Maksym Slyusar

Personal information
- Full name: Maksym Maksymovych Slyusar
- Date of birth: 1 July 1997 (age 27)
- Place of birth: Luhansk, Ukraine
- Height: 1.80 m (5 ft 11 in)
- Position(s): Midfielder

Team information
- Current team: Dinamo Lugansk

Youth career
- 2010–2012: Zorya Luhansk
- 2013: Metalurh Donetsk
- 2013: Zorya Luhansk

Senior career*
- Years: Team / Apps / (Gls)
- 2013–2015: Zorya Luhansk / 0 / (0)
- 2017–2021: Slavia Mozyr / 109 / (29)
- 2023–: Dinamo Lugansk

International career
- 2013: Ukraine U16 / 2 / (0)

= Maksym Slyusar =

Ukrainian footballer

Maksym Slyusar (Максим Максимович Слюсар; born 1 July 1997) is a professional Ukrainian football midfielder.

==Career==
Slusar is the product of the FC Zorya Luhansk youth system.

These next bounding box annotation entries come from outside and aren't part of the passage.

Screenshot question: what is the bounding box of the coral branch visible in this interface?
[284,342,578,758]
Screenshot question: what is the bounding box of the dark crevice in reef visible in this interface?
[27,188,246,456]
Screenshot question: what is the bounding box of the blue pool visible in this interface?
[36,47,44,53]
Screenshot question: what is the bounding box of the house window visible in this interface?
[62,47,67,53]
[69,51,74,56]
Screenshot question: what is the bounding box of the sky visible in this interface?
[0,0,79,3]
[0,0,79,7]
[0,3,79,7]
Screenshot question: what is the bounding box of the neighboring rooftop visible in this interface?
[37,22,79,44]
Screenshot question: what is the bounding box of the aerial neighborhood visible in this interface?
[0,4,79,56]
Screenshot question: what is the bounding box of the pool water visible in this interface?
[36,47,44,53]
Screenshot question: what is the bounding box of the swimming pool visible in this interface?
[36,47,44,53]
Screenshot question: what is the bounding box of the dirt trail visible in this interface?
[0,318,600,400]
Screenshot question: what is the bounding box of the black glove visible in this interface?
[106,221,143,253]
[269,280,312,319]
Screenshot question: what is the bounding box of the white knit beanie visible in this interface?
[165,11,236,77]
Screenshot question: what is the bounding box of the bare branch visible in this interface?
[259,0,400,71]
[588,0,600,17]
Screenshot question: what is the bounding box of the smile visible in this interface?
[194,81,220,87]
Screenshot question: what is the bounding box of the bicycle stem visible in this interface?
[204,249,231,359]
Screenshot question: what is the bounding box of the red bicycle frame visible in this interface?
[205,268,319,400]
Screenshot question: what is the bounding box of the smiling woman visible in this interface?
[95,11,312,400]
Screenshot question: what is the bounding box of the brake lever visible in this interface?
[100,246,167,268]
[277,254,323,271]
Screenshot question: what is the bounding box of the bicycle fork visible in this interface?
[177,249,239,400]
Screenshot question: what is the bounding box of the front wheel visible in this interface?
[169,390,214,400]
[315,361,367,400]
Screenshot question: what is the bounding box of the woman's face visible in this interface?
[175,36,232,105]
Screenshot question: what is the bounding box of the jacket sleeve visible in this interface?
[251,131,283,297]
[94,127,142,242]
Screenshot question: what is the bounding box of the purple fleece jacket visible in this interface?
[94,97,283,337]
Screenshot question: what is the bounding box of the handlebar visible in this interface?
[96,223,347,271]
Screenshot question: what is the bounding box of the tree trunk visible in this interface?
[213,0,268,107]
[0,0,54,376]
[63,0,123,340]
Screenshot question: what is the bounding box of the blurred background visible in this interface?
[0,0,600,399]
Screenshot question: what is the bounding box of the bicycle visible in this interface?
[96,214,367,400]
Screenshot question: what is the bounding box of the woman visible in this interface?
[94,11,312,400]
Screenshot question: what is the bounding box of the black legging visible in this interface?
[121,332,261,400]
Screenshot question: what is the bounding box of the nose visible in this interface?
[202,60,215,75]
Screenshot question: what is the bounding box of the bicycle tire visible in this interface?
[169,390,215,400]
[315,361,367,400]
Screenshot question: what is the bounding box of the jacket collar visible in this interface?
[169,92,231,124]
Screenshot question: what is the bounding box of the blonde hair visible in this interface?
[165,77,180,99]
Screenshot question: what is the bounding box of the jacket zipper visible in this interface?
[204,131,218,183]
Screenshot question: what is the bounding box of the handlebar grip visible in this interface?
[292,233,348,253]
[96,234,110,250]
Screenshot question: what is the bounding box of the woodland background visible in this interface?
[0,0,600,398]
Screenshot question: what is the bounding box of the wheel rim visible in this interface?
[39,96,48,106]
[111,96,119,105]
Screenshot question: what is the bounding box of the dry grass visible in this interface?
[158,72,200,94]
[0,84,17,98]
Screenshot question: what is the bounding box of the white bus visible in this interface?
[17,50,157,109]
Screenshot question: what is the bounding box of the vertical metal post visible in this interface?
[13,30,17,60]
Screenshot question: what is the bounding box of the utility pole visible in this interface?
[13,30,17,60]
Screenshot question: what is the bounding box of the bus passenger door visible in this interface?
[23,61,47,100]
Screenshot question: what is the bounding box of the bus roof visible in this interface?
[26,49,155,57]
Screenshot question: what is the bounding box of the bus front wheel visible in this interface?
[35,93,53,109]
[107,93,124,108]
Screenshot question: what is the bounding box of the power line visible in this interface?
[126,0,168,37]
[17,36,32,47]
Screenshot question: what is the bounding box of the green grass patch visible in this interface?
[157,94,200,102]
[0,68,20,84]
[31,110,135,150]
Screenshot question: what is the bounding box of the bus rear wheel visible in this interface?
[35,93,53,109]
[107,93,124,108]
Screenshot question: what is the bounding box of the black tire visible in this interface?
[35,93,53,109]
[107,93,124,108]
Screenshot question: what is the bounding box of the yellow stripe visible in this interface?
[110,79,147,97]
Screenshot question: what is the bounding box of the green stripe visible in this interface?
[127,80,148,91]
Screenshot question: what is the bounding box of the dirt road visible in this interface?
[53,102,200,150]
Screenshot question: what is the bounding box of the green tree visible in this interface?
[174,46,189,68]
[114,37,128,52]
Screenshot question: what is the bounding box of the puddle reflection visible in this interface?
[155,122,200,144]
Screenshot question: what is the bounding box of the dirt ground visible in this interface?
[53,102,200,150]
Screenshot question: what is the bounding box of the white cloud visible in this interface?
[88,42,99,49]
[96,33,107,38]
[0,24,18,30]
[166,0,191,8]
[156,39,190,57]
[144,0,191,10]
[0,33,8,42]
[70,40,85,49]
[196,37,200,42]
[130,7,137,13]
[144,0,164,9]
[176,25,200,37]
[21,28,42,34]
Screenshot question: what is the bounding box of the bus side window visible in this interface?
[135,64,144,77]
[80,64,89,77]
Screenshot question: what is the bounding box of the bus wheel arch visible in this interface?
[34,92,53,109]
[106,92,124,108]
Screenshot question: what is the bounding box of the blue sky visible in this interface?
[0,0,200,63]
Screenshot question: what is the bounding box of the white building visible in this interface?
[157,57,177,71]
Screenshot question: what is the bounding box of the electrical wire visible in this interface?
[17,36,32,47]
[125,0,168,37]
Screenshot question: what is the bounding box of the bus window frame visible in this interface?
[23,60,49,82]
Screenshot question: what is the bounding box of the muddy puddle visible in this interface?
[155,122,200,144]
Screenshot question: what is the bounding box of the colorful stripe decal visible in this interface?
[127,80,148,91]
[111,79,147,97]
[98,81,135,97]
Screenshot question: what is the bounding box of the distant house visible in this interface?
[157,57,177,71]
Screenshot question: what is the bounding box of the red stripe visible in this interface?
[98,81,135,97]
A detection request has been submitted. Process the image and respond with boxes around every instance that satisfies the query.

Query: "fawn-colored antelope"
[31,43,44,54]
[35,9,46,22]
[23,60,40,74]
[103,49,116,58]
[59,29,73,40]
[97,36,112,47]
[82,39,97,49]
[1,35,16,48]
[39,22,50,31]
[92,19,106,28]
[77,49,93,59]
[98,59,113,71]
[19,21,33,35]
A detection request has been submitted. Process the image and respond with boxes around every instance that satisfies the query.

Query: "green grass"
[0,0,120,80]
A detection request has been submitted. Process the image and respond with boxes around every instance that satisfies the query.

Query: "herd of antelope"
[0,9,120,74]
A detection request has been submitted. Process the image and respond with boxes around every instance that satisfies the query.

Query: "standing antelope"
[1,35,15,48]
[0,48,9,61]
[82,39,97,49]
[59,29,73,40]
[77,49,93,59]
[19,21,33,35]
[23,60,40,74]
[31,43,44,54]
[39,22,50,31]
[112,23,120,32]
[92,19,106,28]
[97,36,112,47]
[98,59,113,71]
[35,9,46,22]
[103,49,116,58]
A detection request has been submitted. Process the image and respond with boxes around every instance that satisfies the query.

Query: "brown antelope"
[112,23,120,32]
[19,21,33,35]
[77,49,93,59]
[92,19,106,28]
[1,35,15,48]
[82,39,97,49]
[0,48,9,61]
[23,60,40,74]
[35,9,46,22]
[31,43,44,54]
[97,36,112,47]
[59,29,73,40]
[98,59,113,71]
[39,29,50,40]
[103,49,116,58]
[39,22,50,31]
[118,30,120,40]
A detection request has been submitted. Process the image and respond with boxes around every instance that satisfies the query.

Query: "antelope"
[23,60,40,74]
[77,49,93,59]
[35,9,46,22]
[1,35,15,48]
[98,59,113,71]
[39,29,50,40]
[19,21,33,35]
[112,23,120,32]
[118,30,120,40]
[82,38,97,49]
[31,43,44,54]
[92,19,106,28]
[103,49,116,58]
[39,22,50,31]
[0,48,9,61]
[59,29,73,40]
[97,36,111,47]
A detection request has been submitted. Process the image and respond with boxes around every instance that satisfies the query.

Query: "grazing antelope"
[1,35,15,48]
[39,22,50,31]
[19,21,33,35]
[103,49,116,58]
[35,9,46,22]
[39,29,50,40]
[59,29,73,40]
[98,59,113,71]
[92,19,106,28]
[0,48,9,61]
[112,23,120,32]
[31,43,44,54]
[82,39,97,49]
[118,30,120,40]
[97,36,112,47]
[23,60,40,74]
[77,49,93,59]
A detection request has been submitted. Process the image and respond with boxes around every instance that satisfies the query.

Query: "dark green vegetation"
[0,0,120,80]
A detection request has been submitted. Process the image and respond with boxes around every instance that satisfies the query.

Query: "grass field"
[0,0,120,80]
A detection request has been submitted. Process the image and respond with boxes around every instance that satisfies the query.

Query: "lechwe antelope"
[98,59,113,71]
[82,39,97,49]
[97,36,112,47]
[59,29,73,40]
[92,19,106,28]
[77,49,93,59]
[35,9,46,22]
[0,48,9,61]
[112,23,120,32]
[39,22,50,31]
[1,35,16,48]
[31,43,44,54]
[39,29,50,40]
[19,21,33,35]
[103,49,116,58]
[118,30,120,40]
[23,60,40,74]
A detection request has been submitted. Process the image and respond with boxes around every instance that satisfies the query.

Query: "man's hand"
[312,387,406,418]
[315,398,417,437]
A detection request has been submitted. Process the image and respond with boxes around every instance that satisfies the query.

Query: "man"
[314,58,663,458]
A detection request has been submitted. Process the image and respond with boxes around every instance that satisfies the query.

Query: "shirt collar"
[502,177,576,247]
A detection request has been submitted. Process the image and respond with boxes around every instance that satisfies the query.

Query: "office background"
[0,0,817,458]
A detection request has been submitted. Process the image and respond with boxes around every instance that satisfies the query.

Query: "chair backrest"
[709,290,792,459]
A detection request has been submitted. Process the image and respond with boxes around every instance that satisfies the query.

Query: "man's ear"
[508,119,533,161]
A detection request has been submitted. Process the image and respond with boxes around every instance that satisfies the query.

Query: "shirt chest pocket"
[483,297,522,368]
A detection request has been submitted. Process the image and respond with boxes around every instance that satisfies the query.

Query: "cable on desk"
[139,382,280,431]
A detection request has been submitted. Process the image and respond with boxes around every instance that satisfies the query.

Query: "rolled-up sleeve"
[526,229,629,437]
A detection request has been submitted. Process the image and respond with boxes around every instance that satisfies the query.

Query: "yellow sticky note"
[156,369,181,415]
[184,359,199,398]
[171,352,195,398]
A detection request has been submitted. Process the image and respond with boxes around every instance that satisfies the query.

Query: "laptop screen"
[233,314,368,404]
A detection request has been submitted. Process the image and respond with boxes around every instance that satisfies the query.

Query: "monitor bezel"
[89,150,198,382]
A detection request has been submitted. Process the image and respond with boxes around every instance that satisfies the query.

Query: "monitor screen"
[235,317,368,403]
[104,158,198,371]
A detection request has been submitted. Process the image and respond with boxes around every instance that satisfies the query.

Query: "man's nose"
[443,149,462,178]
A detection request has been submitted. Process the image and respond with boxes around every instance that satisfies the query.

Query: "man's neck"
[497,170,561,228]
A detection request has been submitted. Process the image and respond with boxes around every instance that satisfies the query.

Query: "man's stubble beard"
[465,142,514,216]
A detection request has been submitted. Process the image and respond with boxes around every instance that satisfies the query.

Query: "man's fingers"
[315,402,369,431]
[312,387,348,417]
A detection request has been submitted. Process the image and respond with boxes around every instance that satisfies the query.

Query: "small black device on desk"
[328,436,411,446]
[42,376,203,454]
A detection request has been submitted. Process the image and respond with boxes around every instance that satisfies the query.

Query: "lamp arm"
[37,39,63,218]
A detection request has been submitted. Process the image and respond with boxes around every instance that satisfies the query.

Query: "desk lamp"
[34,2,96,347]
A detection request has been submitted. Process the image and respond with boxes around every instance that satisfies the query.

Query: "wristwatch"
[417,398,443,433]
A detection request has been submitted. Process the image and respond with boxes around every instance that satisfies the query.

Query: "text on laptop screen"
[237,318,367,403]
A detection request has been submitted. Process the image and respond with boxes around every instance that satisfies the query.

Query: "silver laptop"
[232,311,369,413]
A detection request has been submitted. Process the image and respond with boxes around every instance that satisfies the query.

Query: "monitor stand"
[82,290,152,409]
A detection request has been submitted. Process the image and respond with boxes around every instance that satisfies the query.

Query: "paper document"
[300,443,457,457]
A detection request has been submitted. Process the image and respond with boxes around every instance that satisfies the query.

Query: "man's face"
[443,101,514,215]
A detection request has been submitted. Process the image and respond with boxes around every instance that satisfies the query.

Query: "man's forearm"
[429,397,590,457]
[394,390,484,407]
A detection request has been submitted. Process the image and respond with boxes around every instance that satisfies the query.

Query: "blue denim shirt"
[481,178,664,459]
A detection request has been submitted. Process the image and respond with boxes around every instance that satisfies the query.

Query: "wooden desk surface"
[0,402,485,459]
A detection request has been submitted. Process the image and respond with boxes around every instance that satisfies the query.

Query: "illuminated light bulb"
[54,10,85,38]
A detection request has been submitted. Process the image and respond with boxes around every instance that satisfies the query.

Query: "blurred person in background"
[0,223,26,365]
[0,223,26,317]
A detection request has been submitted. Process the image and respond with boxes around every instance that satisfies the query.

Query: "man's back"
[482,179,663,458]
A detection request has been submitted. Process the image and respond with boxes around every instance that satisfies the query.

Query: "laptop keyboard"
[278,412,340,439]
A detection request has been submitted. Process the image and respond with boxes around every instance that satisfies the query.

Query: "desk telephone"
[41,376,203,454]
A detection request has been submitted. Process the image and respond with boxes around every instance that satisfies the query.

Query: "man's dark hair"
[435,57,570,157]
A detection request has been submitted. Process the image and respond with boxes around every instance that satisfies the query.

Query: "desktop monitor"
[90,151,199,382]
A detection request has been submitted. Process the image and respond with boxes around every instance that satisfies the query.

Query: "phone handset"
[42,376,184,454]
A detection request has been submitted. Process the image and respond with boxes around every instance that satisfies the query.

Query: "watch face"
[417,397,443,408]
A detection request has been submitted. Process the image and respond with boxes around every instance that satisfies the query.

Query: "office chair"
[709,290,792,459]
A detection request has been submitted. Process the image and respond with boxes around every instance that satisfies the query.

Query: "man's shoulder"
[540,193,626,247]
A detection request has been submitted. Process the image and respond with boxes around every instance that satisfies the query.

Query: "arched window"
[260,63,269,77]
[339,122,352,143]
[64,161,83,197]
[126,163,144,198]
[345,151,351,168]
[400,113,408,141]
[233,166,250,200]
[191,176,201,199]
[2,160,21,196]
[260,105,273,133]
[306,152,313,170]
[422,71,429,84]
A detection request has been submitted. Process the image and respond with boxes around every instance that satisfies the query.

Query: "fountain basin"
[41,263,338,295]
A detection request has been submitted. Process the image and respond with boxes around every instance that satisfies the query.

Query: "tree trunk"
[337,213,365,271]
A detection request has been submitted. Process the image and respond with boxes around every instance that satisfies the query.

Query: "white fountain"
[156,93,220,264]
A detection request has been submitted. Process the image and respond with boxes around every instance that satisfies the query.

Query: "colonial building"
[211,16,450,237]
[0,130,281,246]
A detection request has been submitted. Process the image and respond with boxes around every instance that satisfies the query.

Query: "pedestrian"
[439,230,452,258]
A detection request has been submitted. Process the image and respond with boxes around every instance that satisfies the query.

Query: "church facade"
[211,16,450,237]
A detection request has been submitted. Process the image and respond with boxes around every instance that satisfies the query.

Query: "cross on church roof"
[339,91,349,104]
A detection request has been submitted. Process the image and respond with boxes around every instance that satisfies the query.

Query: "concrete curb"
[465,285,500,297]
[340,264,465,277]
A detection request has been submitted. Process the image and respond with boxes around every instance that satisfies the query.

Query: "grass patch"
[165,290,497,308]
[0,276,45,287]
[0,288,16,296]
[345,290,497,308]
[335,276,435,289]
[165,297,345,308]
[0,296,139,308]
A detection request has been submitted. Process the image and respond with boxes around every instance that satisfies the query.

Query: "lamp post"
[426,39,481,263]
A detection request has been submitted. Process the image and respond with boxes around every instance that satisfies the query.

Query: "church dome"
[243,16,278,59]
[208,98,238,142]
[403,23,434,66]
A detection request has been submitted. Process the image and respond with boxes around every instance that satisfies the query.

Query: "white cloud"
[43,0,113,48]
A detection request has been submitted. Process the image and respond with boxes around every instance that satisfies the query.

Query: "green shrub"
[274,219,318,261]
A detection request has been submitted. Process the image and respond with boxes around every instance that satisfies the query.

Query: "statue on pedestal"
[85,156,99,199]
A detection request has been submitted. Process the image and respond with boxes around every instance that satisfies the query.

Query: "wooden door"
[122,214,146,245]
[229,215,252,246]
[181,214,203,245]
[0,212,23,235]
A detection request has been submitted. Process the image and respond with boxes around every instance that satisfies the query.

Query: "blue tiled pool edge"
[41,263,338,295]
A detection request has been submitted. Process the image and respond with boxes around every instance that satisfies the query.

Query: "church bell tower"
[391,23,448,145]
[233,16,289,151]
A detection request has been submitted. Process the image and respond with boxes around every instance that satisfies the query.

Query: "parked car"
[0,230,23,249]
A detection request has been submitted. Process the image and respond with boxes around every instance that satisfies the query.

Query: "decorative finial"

He continued his career in the Ukrainian Premier League Reserves, but never was promoted to the main-team squad and in December 2015 he was excluded from the team among other players, as he was suspected of participating in match fixing. In March 2017 he signed a contract with Belarusian side Slavia Mozyr.

In 2023 Slyusar joined Dinamo Lugansk (representing LNR) in Commonwealth League.